EMENTA: APELAÇÃO CRIMINAL - HOMICÍDIO - LEGÍTIMA
DEFESA CONFIGURADA - ABSOLVIÇÃO SUMÁRIA DEVIDA - RECURSO PROVIDO. Se os elementos probatórios constantes dos autos demonstram que o réu agiu em legítima defesa, ao repelir injusta agressão atual contra a sua integridade física, a absolvição em face do reconhecimento da mencionada excludente de ilicitude é medida que se impõe.
É de suma importância salientar que, no caso em
questão, entende-se a incoerência e inobservância aos dispositivos expostos, no que tange a pena e condenação imposta ao apelante.
Diante do exposto, requer que seja reconhecido o
reparo da dosimetria de pena, vez que presente os requisitos legais.
4- PEDIDOS
Por todo o exposto, o conhecimento e provimento do
presente recurso para reformar a sentença a fim de:
a) Acolher as preliminares suscitadas, para que o
apelante seja submetido à novo júri popular;
b) Que seja reconhecido o julgamento manifestamente
contrário à prova dos autos, caso sejam superadas as preliminares do item anterior.
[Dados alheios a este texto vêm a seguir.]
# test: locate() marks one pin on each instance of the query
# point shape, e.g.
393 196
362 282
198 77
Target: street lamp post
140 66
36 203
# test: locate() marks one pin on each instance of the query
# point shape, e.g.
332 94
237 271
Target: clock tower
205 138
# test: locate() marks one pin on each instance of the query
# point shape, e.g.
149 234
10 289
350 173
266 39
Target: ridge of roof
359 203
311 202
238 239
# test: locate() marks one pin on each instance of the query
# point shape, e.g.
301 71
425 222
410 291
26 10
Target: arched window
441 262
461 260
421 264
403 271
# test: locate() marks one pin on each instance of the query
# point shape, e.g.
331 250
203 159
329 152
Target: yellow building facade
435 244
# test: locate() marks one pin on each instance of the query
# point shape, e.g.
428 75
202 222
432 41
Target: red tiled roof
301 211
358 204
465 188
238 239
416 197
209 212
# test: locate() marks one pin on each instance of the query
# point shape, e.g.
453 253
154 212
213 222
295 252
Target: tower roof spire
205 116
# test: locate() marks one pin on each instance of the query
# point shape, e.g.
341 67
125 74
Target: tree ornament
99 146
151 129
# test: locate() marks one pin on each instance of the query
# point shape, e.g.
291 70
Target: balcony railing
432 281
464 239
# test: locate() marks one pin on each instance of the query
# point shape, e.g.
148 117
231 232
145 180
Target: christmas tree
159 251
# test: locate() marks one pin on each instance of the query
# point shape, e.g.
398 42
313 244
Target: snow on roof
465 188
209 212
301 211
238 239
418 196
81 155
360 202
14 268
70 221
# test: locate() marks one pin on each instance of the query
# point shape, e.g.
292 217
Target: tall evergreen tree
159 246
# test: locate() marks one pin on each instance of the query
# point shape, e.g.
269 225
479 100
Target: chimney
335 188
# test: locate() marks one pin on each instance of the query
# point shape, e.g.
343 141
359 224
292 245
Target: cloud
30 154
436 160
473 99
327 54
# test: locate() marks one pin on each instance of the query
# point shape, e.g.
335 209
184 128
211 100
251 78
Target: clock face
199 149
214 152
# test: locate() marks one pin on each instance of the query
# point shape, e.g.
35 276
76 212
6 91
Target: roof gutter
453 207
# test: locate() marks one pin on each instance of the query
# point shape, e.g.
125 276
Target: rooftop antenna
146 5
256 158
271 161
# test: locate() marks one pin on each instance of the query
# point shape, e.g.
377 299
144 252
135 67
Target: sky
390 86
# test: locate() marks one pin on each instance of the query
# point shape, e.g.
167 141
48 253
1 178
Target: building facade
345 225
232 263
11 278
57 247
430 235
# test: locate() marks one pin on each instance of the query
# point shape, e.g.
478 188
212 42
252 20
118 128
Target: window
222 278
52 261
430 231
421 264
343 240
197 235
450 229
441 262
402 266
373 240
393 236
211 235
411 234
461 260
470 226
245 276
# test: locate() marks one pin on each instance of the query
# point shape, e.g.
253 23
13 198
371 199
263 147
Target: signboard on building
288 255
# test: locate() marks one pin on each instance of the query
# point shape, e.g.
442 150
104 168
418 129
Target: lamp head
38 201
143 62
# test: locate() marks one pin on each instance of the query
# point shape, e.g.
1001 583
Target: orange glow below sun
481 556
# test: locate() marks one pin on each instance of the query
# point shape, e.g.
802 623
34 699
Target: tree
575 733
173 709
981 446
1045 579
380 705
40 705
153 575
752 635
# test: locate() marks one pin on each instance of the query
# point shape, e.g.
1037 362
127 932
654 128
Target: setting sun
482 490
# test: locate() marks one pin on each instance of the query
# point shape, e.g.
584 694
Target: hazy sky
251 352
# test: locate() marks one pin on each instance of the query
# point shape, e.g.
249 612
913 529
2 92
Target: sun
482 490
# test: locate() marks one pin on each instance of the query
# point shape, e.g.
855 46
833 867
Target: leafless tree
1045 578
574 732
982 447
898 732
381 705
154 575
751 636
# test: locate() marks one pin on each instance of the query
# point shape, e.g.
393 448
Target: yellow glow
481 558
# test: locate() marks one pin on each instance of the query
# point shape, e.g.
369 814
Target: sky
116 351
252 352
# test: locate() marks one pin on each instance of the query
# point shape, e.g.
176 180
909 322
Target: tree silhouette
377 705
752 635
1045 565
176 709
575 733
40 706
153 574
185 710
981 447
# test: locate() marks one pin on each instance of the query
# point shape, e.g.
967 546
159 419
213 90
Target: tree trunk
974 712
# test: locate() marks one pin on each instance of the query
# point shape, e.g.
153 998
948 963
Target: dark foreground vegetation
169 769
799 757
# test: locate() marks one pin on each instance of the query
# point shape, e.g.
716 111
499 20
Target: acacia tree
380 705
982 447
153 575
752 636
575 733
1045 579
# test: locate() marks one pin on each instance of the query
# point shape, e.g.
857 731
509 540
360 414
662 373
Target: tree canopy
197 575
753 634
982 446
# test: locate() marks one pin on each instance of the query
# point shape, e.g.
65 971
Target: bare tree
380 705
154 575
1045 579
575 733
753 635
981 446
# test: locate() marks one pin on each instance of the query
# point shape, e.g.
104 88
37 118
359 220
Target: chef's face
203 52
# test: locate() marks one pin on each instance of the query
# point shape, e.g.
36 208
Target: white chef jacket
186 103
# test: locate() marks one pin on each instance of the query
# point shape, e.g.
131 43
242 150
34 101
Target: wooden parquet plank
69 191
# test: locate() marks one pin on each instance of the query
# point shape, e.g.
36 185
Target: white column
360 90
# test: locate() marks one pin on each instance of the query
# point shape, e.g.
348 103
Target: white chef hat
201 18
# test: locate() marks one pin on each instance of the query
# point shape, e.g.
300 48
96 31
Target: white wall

Nesse pedido de enfrentamento à matéria de mérito, requer a anulação, por erro na votação, pois conforme fora disposto no item 3.1, há uma causa excludente de ilicitude, devendo o apelante ser submetido a novo julgamento;
c) De forma subsidiária, em sendo superados os
pedidos anteriores, requer o apelante, o reparo na reprimida final, conforme o item 3.2, para que esse receba a pena justa pelo ato praticado.